Enrique

Making art is Enrique’s happy place.

Enrique Alonzo Cabrera, 53, grew up in Escondido, graduating from Orange Glen High School. His father was in the construction trade and his mother was a hospice caregiver. By the time he was finishing high school it was clear his parents didn’t approve of his being gay.

So Enrique and his partner moved to Baltimore in the early 1990s and stayed there for seven years together before Enrique missed the west coast and decided to move to Hollywood. There he met his second partner, the owner of a cafe on the corner of Western and Santa Monica, and who Enrique said was one of the longest-living AIDS patients. Enrique volunteered with an AIDS support group. The two had an argument one night that got loud and ended up with Enrique being thrown in jail for spousal abuse. He still feels remorse that he was locked up when his partner died. Out on parole, he went on a bender and had a quick fling in the bathroom of a gay nightclub downtown. His tryst date told the police Enrique forced him to have sex with him, so Enrique ended up in prison on a sexual assault charge.

He was on parole seven years, with “a Martha Stewart on my ankle,” avoiding certain neighborhoods, even avoiding some church dinners to comply with the mandate as per where registered sex offenders can congregate. He’s been “off paper” for twelve years now.

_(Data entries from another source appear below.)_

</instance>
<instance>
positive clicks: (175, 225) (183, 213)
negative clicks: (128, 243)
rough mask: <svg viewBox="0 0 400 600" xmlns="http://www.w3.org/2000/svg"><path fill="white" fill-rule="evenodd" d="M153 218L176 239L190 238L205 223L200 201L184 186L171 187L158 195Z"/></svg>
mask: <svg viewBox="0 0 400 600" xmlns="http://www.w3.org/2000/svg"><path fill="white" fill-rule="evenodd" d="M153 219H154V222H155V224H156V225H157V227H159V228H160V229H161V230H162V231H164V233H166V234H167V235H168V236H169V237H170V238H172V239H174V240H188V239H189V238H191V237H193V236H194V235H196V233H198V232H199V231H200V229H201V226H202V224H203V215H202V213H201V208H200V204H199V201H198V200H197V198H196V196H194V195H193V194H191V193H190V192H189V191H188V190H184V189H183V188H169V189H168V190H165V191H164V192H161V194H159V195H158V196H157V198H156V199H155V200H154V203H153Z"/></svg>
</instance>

It was about the time he got out of prison, going to evening support groups, that he met a woman who painted with feathers. “She had been in a concentration camp. She still had the tattoo on her arm,” Enrique said. “I was blown away by the way she painted using the tip of a feather. The only paintbrush she had in the camp was a feather. Here was someone who has gone beyond what any of us has ever been through, and she created this amazing artwork.”

The woman’s story stuck with him. He read books on art at the downtown public library. And after finding discarded paintbrushes and some half used containers of paint in a dumpster, he started making origami roses while sitting at Jack-in-the-box in Hillcrest nursing a cup of coffee. He paints napkins, lets them dry and fashions them into roses. Curious customers make a donation by buying a two Jumbo Jack combo on a cash card for him in exchange for one of Enrique’s painted origami roses. On Mother’s Day business is good.

It doesn’t take much money to get a meal, he said. “In all honesty, if you’re starving in San Diego it’s because you want to.” It’s the lack of affordable housing that is the biggest stumbling block to his getting off t street.

Enrique said family issues keep him from contacting his brother or sister for help with housing. “They’re pentecostal,” he said. “They’re not snake charmers or anything, but it’s enough to keep me away.” He’s fine with his secret sleeping spot near Balboa Park.

As an insulin-dependent diabetic, so he uses his food stamps to buy nutritious foods. Church meals are helpful, he said, but aside from hot soup and an occasional salad, they are often sugar-heavy. So he’ll save his dessert in a tupperware container and eat it in small portions when he’s feeling low. The diabetes is also affecting his eyesight. But nothing stops him from doing his artwork. “Art is my happy place,” he said. “All I want to do is feather work and roses.”